Senators Fischer and Heitkamp Introduce Bipartisan FARM Act

WASHINGTON, D.C. – Today, U.S. Senators Deb Fischer (R-Neb.) and Heidi Heitkamp (D-N.D.) introduced bipartisan legislation to stop harmful federal standards that could severely impact farmers and their families by unnecessarily increasing production costs and adding uncertainty. The bill, known as the Fertilizer Access and Responsible Management (FARM) Act, would stop a federal standard from the Occupational Safety and Health Administration (OSHA) regarding anhydrous ammonia, a fertilizer and critical input used by farmers across the country.

 

Senator Fischer released the following statement:

 

“Farmers in Nebraska rely on fertilizer so they can provide safe food to the world. OSHA has circumvented Congress and public input by introducing new rules that will make it harder for farmers to do their job.
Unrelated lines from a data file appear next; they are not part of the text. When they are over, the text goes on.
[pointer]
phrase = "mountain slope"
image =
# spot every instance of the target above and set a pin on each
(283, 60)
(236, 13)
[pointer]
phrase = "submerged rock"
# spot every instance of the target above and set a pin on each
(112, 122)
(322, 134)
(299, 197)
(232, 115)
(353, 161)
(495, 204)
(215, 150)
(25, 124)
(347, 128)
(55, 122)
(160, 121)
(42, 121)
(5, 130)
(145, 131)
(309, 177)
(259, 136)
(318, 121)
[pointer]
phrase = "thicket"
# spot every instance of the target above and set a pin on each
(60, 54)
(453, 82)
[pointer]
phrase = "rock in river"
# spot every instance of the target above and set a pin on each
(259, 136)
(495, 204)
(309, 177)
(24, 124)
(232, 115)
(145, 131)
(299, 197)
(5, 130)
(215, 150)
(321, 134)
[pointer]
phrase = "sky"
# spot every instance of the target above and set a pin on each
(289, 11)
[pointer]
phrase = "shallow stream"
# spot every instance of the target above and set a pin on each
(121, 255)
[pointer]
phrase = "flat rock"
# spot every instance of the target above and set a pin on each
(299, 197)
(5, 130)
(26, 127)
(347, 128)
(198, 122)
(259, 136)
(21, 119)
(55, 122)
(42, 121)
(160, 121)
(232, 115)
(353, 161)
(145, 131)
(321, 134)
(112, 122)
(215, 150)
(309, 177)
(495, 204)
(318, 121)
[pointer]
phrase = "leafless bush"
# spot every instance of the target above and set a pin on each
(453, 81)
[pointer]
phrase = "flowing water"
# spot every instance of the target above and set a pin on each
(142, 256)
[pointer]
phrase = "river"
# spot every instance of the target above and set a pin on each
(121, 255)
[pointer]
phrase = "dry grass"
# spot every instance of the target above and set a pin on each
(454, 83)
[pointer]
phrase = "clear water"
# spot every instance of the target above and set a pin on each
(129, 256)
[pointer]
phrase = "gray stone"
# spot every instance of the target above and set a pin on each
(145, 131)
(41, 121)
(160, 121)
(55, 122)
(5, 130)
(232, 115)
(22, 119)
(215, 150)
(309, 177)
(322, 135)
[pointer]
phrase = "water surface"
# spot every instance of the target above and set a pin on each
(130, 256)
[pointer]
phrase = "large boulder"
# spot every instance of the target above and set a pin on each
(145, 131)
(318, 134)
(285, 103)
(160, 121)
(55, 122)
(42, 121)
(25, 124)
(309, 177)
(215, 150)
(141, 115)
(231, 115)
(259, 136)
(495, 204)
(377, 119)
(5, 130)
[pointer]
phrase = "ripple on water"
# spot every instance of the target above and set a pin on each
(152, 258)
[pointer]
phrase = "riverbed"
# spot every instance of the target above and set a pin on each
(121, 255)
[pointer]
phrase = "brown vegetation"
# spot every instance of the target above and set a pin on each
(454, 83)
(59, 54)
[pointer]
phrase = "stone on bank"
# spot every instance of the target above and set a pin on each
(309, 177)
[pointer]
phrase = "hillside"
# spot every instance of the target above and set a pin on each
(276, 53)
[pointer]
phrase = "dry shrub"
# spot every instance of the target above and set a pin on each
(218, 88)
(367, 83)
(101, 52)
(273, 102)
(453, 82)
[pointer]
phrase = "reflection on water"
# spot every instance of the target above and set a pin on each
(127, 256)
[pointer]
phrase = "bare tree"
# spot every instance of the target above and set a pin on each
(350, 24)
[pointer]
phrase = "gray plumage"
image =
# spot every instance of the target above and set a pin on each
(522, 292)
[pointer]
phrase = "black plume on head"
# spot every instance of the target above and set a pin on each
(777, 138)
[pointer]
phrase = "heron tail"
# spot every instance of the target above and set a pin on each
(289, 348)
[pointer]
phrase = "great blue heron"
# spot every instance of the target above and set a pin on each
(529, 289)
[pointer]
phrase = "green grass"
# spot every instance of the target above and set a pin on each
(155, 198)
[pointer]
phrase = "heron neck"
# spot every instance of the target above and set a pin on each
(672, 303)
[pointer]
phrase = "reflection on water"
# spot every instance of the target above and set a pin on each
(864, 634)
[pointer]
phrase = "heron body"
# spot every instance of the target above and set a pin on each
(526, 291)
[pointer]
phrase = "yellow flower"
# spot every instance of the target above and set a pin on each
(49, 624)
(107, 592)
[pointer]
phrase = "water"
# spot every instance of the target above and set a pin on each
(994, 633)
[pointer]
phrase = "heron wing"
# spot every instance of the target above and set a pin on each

The bipartisan bill Senator Heitkamp and I are introducing today would protect farm families by rolling back OSHA’s unilateral decision to create harmful rules without following the law.”

 

Senator Heitkamp released the following statement:

 

“We’ve heard this burdensome standard will force more than a dozen North Dakota retailers to stop selling this critical fertilizer, severely hurting farmers across the state who will need to travel much longer distances to access fertilizer and incur higher costs. Such sweeping and harmful actions need to be more thoroughly thought out before going into effect, and they must take into account the needs and impacts in each state. The bipartisan bill Senator Fischer and I introduced would make sure retailers and farmers have meaningful input into the process if OSHA wants to make such major changes to existing policy.”

 

On July 22, 2015, OSHA issued new standards to restrict farmers’ abilities to access critical tools necessary for them to feed the world. The new policy would require facilities that store or transport 10,000 pounds or more of anhydrous ammonia to obtain Process Safety Management Standard documentation. If the facility cannot obtain this documentation, they could be forced to purchase new storage tanks, costing $70,000 or more.

 

The new standards were announced in July 2015 and became effective immediately. OSHA did not adhere to the traditional rulemaking process and instead issued interpretive guidance which does not allow for meaningful input from affected industries.

 

The Fischer-Heitkamp bill would require OSHA to withdraw the July 2015 memo. It would also require the agency to abide by a formal rulemaking process when instituting a similar policy change in the future.